07.06.11

Introducing mozilla/RangedPtr.h: a smart pointer for members of buffers

Tags: , , , , — Jeff @ 15:17

Introduction

Suppose you’re implementing a method which searches for -- as part of an HTML parser:

bool containsDashDash(const char* chars, size_t length)
{
  for (size_t i = 0; i < length; i++)
  {
    if (chars[i] != '-')
      continue;
    if (chars[i + 1] == '-')
      return true;
  }
  return false;
}

But your method contains a bug! Can you spot it?

The buffer bounds-checking problem

The problem with the above implementation is that the bounds-checking is off. If chars doesn’t contain -- but ends with a -, then chars[i + 1] will read past the end of chars. Sometimes that might be harmless; other times it might be an exploitable security vulnerability.

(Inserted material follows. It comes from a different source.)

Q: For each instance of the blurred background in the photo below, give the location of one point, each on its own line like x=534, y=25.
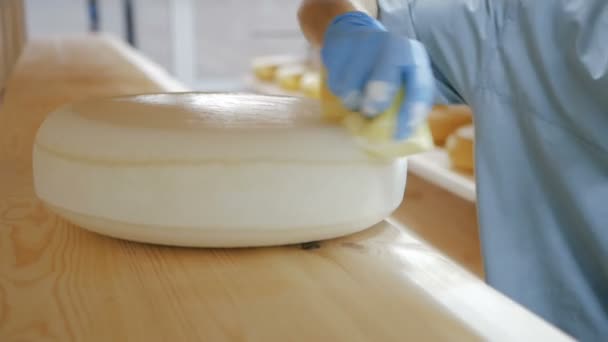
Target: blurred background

The most obvious way to fix this in C++ is to pass an object which encapsulates both characters and length together, so you can’t use the characters except in accordance with the length. If you were using std::string, for example, accessing characters by [] or at() would generally assert or throw an exception for out-of-bounds access.

For one reason or another, however, you might not want to use an encapsulated type. In a parser, for example, you probably would want to use a pointer to process the input string, because the compiler might not be able to optimize an index into the equivalent pointer.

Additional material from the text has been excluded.